Chadwick Boseman was born in 1976 in South Carolina and went on to attend Howard University in Washington, graduating with a Bachelor of Fine Arts in directing. He then attended the British American Drama Academy in Oxford, England.
He was known for his portrayals of Jackie Robinson in ’42’ and James Brown in ‘Get on Up’ and he also played the iconic superhero Black Panther. He was the breath of fresh air the film industry needed, blazing a new path by playing historical Black American figures, as well as bringing diversity to the Marvel Cinematic Universe.
He was diagnosed with stage 3 colon cancer in 2016, and for four years her persevered and continued to work as the cancer progressed, choosing to keep his diagnosis and treatment a secret from colleagues and directors.
When I woke up on 28 August 2020 to the news that Chadwick Boseman had died I was surprised by the depth of my sorrow.
I felt loss. And I’ll admit it – I cried, which is something I have never done before in response to the death of someone I didn’t personally know.
I still can’t put my finger on what it was that caused that reaction. Was it because of what he represented to the Black community as a result of playing the role of the Black Panther? Was it because he was a father who left a family behind? Was it because he was so close in age to me? Was it the surprise and shock of it all? I might never know.
But what I do know is that I found the next few hours on social media harrowing. His death, his face was every where I turned. It was every other post, every other story. I had to log out for 48 hours for my own mental health.
Similarly when Chrissy Teigen and John Legend shared the story of and photos from their miscarriage, I felt so triggered.
It took me to a really dark place as I’m sure it did for many others who have experienced a similar loss. I was sitting in the living room and I remember my sister asking if I was ok and I just started to cry. I needed 72 hours offline for that one.
Why am I telling you this? Today is World Mental Health Day and I want to say that we all struggle with our mental health from time to time.
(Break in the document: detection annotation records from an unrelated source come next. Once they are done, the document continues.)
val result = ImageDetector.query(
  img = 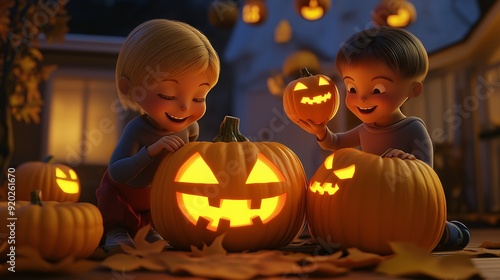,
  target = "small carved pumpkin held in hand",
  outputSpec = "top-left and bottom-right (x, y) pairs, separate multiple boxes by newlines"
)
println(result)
(307, 148), (446, 255)
(283, 68), (340, 124)
(151, 117), (307, 252)
(16, 156), (80, 202)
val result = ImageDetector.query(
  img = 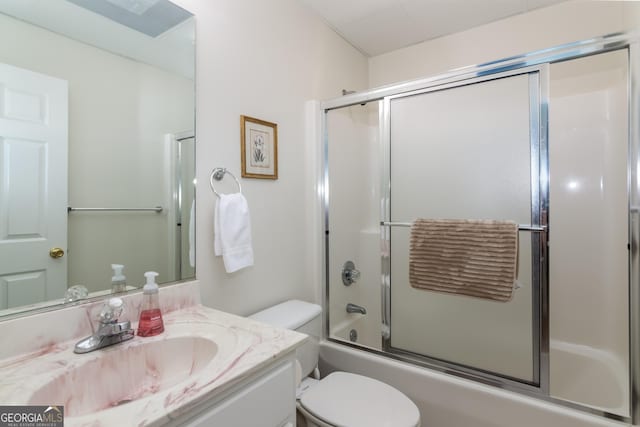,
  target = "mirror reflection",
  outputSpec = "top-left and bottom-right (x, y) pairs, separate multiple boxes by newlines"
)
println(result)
(0, 0), (195, 314)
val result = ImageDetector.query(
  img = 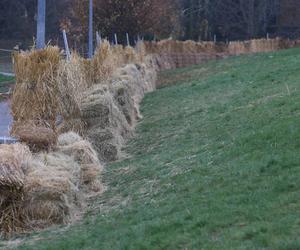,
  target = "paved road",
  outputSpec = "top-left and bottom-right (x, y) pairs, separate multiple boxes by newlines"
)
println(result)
(0, 101), (12, 136)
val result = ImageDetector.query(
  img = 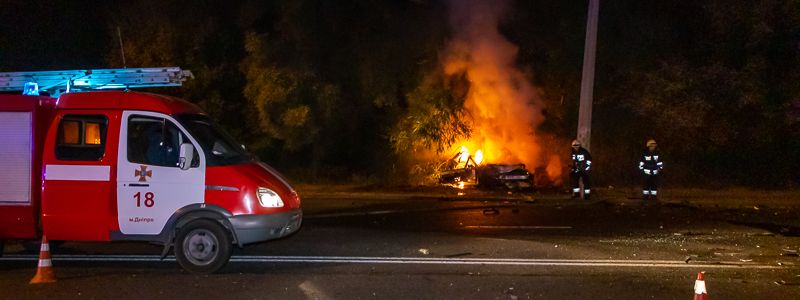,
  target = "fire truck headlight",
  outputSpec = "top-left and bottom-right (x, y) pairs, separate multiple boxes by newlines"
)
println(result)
(258, 188), (283, 207)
Me too.
But when I struggle I always find it helps to talk to one of the superheroes in my life. The kind that Chadwick Boseman references in my quote today: “Receiving an award for playing a superhero is amazing, but it’s even greater to acknowledge the heroes that we have in real life”.
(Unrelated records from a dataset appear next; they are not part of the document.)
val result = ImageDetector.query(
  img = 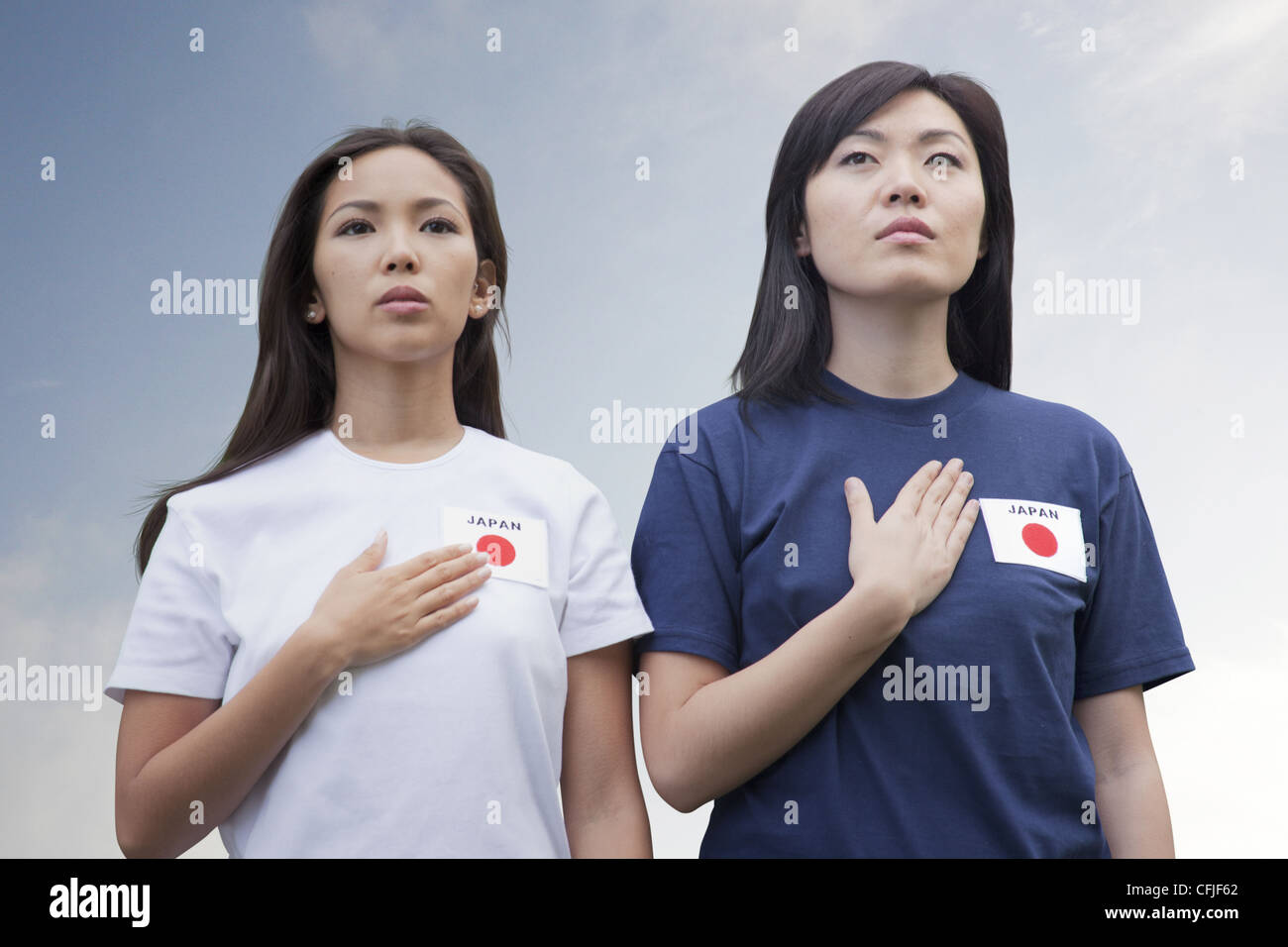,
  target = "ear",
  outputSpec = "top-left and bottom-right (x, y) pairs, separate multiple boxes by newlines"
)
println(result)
(796, 220), (810, 257)
(468, 261), (496, 320)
If you are are struggling please find your superheroes. I could be one. Or a friend. Or a GP. Or a Samaritan or someone at the end of a helpline.
Or maybe you can be that superhero for yourself by recognising what you need and getting it for yourself – taking time out, going out in nature, getting a mani, pedi or massage or whatever works for you.
But please don’t be afraid to get help and to ask for help if you need it.